Last week I was out running errands and my car was low on gas. I pulled into a station, parked at the pump, got out of my car and waited for the attendant. I'm not a big fan of waiting for someone else to pump my gas. I've lived in and visited many states where you are allowed to pump your own gas and it seems to be much more efficient. You hardly ever see a long line at a self-service station. I think they have a no-long-lines policy at theses establishments, either that or or they're just much more efficient. Anyway, so I'm waiting for the attendant to catch eyes with me so he knows that I need gas in my car more than anyone else that is here. There's two other people in this showdown with me. A young, professionally dressed woman with a green Chrysler and middle-aged man wearing a rather impressive sweat suit standing next to his mini-van. The man's eyes keep darting between his watch and the attendant as if the gym is going to close soon and the right people won't see him there solidifying his "in-shape" reputation. The woman is running her fingers through her hair, hoping somehow that her highlights will reflect the sunlight in the attendant's eyes or something. We're all looking at each other and then back to the attendant trying to remember which one of us actually got here first while still asserting that it was absolutely us, respectively. Me, actually. I was here first, really.

I have a dominant technique in regards to capturing the station attendant's attention. I've got this little reverse head nod, sort of inquisitive eyebrow raise thing going on. It's what works, you know. Getting that gas, that's what I'm about.

So at this particular station ( I'm not going to give the name and the reason for this will be clear in few moments ) won't let you pay with a debit card at the pump, so you have to go inside and wait for your tank to fill. Maybe they do this on purpose so you have to go in and be tempted by all of the bright colors and familiar logos on your favorite snacks and sodas and condoms or tiny tubes of toothpaste that are more than twice what you would pay at supermarket or drugstore. The longer I wait the more my mouth waters and I start to think, how long ago did I eat lunch? Mmmm Doritos. Snickers? Snapple? Hagen Daas? Nope. Much more unreasonable. I'm going way out of bounds with this decision - pepperoni stick. I know, I know, it's not even really meat. I think it's dirt and napkins soaked in corn syrup, but no mind, I'm putting it in my mouth.

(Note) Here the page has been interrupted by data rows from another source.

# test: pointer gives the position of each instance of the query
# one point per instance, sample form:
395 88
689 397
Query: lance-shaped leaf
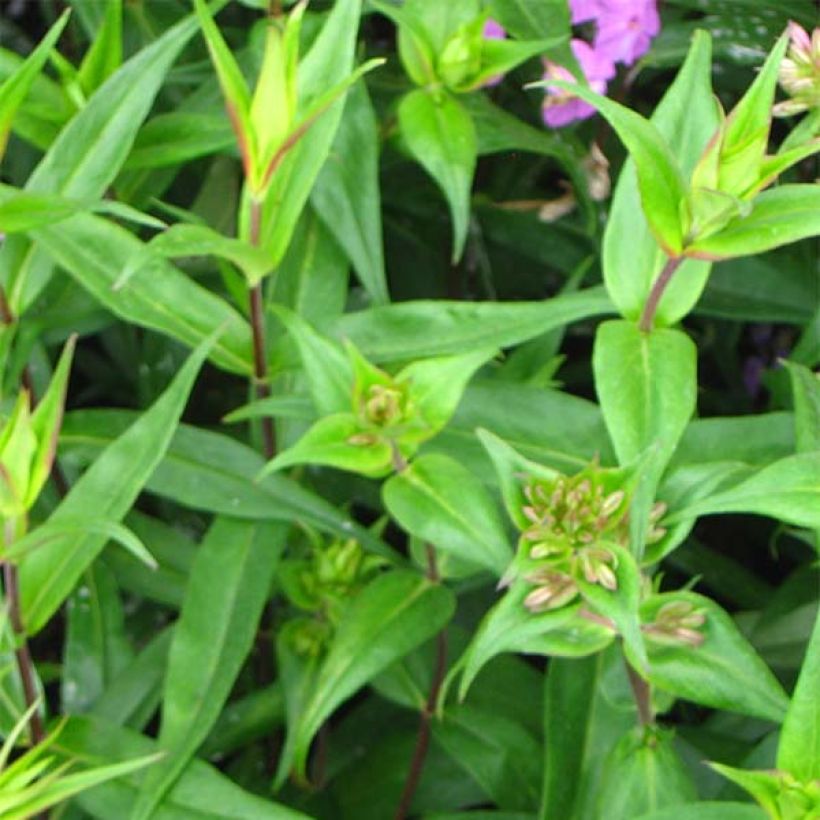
13 91
788 489
393 615
234 87
106 490
660 180
777 217
439 501
686 117
227 590
441 136
510 627
719 669
799 749
199 240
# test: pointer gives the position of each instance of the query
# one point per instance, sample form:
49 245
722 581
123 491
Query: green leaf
333 442
686 117
647 386
96 647
778 216
437 500
15 88
207 471
107 489
346 195
233 85
104 55
327 367
199 240
201 792
568 715
711 810
440 135
87 155
394 614
510 627
660 180
499 754
436 385
723 672
94 251
799 749
642 773
329 59
413 330
788 489
229 584
806 390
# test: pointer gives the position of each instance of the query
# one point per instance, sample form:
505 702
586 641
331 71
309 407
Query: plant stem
257 315
25 664
423 736
642 694
651 306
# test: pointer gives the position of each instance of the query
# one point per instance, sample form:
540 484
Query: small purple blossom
561 106
626 28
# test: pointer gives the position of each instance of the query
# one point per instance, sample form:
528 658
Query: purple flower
561 106
626 28
494 30
584 10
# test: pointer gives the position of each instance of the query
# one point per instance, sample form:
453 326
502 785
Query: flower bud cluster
574 523
322 584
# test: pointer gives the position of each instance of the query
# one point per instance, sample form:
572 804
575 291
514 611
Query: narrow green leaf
441 136
799 749
392 615
778 217
15 88
202 791
723 671
660 180
346 195
107 489
413 330
437 500
686 117
806 390
227 590
647 386
788 489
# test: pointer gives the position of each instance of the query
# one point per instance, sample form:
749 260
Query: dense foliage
365 453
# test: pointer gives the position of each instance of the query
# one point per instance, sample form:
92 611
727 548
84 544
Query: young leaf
441 136
686 117
798 752
438 501
660 180
647 386
391 616
107 489
778 217
510 627
15 88
346 194
228 586
643 773
412 330
788 489
723 671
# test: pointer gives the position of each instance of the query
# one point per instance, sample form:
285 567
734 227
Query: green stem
423 736
25 664
651 306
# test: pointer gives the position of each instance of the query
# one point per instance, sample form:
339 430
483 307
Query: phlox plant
409 409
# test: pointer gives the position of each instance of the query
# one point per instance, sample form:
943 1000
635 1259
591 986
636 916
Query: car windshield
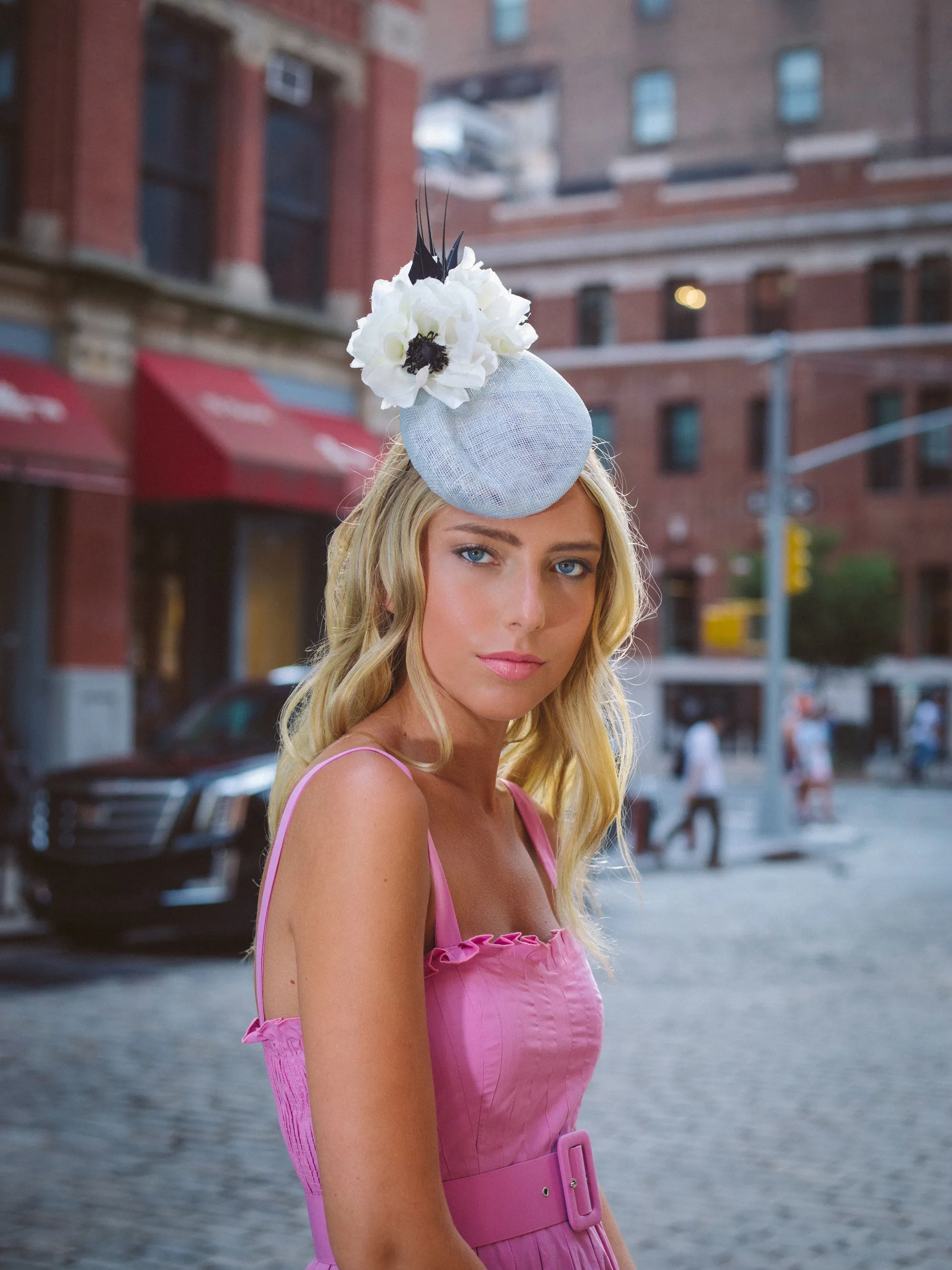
238 722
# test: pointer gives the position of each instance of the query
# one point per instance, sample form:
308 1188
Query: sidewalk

What happens next is an eternity of waiting for the guy at the register to tell me that my car
is ready. And in this eternity, this is when it takes place. My moment. My chance to satiate my most carnal desire - eating shitty food and then forgetting that I did and leaving without paying for it. Yup. That's me, standing in the mini mart chinking away at this wrinkled, soggy tree branch of garlic and paprika telling myself, you'll just pay for it when he runs your card for the gas. But that doesn't happen at all. I just thumb the last little nub in my mouth and blackout.

Swipe you card.
Ok.
Enter your pin.
Yes, machine.
Do you agree to the $.45 service charge?
Yes, but f@%& you.
Do you want cash back? (Maybe to pay for that salty piece of pork ass that you just sucked down like soda slurp...)
No, thanks.

And now for my graceful exit. My get-away chariot awaits me. Here you go Mr. attendant, one stamped little piece of paper that says I'm an upstanding citizen, honest and true. Then, I get in my car, buckle my safety belt and drive off. As I'm pulling out onto the street I look into my side mirror and notice, not the attendant or the register clerk chasing me, but a sweat-suited, middle-aged man and a young, professionally dressed woman still impatiently waiting for their tanks to be filled.